Let’s start with linear model ModelArray.lm(). We first need a formula defining the model. We mainly want to test how fixel FDC changes with age in adolescence, assuming it’s a linear relationship. We also add sex and in-scanner motion quantification dti64MeanRelRMS as covariates. Intercept will be automatically added. We first try it out on first 100 fixels before we running on all fixels:

# formula:
formula.lm <- FDC ~ Age + sex + dti64MeanRelRMS
# run linear model fitting with ModelArray.lm() on the first 100 fixels:
mylm.try <- ModelArray.lm(formula.lm, modelarray, phenotypes, "FDC",
                          element.subset = 1:100)

You’ll see:

subset: default 
weights: default 
na.action: default 
method: default 
model: default 
x: default 
y: default 
qr: default 
singular.ok: default 
contrasts: default 
offset: default 
Fitting element-wise linear models for FDC
initiating....
looping across elements....
  |++++++++++++++++++++++++++++++++++++++++++++++++++| 100% elapsed=06s  

It first printed how several options for lm were set, then worked on the model fitting.

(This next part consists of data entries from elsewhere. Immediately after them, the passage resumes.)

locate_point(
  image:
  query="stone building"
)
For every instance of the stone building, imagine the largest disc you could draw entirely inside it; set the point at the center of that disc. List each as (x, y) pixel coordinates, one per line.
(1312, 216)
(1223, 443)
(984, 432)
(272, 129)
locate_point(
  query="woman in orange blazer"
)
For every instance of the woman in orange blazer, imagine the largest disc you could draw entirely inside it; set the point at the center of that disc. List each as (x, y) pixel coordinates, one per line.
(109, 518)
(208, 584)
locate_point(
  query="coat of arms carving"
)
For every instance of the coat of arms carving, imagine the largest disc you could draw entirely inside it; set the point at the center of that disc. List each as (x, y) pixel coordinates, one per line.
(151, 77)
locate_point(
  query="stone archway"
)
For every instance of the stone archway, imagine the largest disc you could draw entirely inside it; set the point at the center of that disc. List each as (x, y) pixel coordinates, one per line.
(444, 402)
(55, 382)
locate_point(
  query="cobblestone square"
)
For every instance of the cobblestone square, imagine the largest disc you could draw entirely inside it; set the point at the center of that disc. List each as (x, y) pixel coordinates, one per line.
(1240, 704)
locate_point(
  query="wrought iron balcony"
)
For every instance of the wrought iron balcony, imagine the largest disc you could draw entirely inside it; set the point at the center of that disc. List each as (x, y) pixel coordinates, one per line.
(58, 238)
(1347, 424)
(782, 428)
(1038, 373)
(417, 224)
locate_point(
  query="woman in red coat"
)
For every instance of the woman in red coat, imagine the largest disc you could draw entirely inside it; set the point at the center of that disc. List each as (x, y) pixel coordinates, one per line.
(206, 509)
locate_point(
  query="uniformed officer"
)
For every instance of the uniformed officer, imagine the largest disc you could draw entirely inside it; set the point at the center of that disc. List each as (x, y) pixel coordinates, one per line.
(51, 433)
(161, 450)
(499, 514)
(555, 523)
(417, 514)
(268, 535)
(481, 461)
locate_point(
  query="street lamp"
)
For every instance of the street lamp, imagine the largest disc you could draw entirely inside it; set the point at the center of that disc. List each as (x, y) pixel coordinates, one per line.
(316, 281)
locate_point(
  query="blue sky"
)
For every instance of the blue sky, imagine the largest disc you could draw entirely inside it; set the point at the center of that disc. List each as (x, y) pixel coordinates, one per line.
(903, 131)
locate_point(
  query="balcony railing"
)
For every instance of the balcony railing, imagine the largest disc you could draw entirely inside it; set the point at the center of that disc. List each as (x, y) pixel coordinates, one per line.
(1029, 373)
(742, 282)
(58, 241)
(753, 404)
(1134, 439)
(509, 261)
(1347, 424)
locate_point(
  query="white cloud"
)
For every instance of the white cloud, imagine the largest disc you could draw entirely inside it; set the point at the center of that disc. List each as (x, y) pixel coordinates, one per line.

Let’s check the first 6 rows of the results, i.e. results of the first 6 fixels:

head(mylm.try)

You’ll see:

element_id Intercept.estimate Age.estimate sex.estimate dti64MeanRelRMS.estimate Intercept.statistic Age.statistic sex.statistic dti64MeanRelRMS.statistic Intercept.p.value Intercept.p.value.fdr Age.p.value Age.p.value.fdr sex.p.value sex.p.value.fdr dti64MeanRelRMS.p.value dti64MeanRelRMS.p.value.fdr model.adj.r.squared model.p.value model.p.value.fdr
0 0.1574554 0.0005079 0.0108810 -0.0067989 2.049316 0.1281586 0.4091826 -0.1915206 0.0431593 0.0644169 0.8982916 0.9946718 0.6833172 0.8444836 0.8485222 0.9952377 -0.0287295 0.9715544 0.9715544
1 0.2678434 0.0026411 -0.0180576 -0.0001476 2.956456 0.5651542 -0.5758993 -0.0035272 0.0039163 0.0081590 0.5732873 0.9946718 0.5660309 0.8143135 0.9971930 0.9971930 -0.0242065 0.8822558 0.9588263
2 0.3808456 0.0000743 -0.0247444 -0.0313025 3.697746 0.0139822 -0.6941623 -0.6577973 0.0003622 0.0016322 0.9888732 0.9946718 0.4892568 0.7900378 0.5122426 0.9952377 -0.0196619 0.7793740 0.9519001
3 0.3462063 -0.0015211 -0.0165382 -0.0110064 3.870265 -0.3296572 -0.5341844 -0.2663025 0.0001982 0.0010433 0.7423772 0.9946718 0.5944489 0.8143135 0.7905774 0.9952377 -0.0260748 0.9220699 0.9588263
4 0.3831223 -0.0012686 -0.0498778 -0.0169274 3.608630 -0.2316505 -1.3574013 -0.3450802 0.0004912 0.0017543 0.8173026 0.9946718 0.1778363 0.6969094 0.7307890 0.9952377 -0.0085248 0.5418155 0.9519001
5 0.3618128 -0.0008015 -0.0274349 -0.0088992 3.207225 -0.1377359 -0.7026583 -0.1707341 0.0018214 0.0044425 0.8907376 0.9946718 0.4839691 0.7900378 0.8647922 0.9952377 -0.0250535 0.9006376 0.9588263

As you can see, for each fixel, by default, ModelArray.lm() returns:

  • Several statistics for the Intercept, Age, sex, and motion dti64MeanRelRMS. These statistics include:
    • estimation of Intercept and the coefficients or slopes of other terms
    • t-statistics
    • p-value
    • p-value after FDR correction
  • Several statistics for the linear model, including:
    • adjusted R-squared
    • p-value
    • p-value after FDR correction

You may request more comprehensive statistics with the argument full.outputs=TRUE.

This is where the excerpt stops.